How do you know when it’s the right time to sell shares in a company? A new report suggests that in addition to looking at price/earnings ratios and market trends, you should keep a sharp eye on the C.E.O.: If he or she buys a trophy house, call your broker immediately.
A study sponsored by Standard & Poor’s found that if you short shares in a company when the C.E.O. buys a palatial residence, you would see a return of 29 percent after one year, and 46 percent after two years.
The authors of the study, New York University finance professor David Yermack and Arizona State University finance professor Crocker Liu, found a further correlation: When executives paid for their trophy home by selling company stock or cashing in stock options—which was the case among 27 percent of the C.E.O.’s studied—the shares of that company under-performed the market for several years.
Why do splashy home purchases spell bad news for a company’s public value?
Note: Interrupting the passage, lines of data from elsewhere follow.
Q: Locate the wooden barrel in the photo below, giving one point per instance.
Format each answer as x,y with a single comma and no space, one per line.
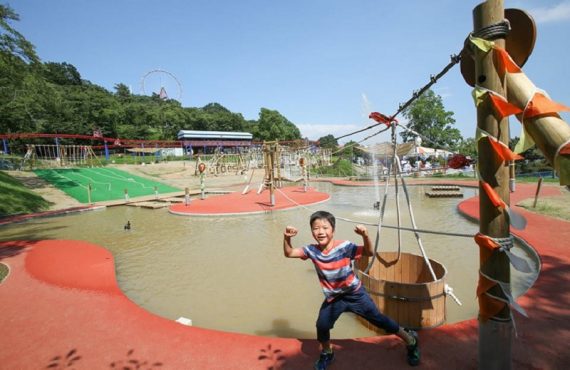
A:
405,290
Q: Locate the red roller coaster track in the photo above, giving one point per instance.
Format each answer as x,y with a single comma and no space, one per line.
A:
114,141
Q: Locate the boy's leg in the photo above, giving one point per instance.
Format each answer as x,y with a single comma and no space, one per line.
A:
362,305
328,314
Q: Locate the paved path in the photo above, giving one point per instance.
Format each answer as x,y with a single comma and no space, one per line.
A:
62,308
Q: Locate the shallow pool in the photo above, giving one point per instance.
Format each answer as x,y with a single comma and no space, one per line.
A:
229,273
One speculation is that C.E.O.’s who drop big bucks on a showy apartment or house tend to have an overly developed sense of entitlement, with king-like personalities that drag down the morale of their employees, resulting in lackluster corporate performance. And in several cases, the study suggests, insider trading may be the culprit: C.E.O.’s who get wind of a yet-to-be-disclosed lousy earnings report may want to dump their shares, and use the purchase of a house as a pretext for doing so.
Overall, you’ll be happy to know, chief executives are doing pretty well. The study found that the median home price for a C.E.O. was $2.745 million—10 times higher than the national average—and that the homes are typically over 5,600 square feet, with 11 rooms and four and a half bathrooms. Twelve percent are on the water; 8.5 percent are close enough to a golf course to walk to the first tee.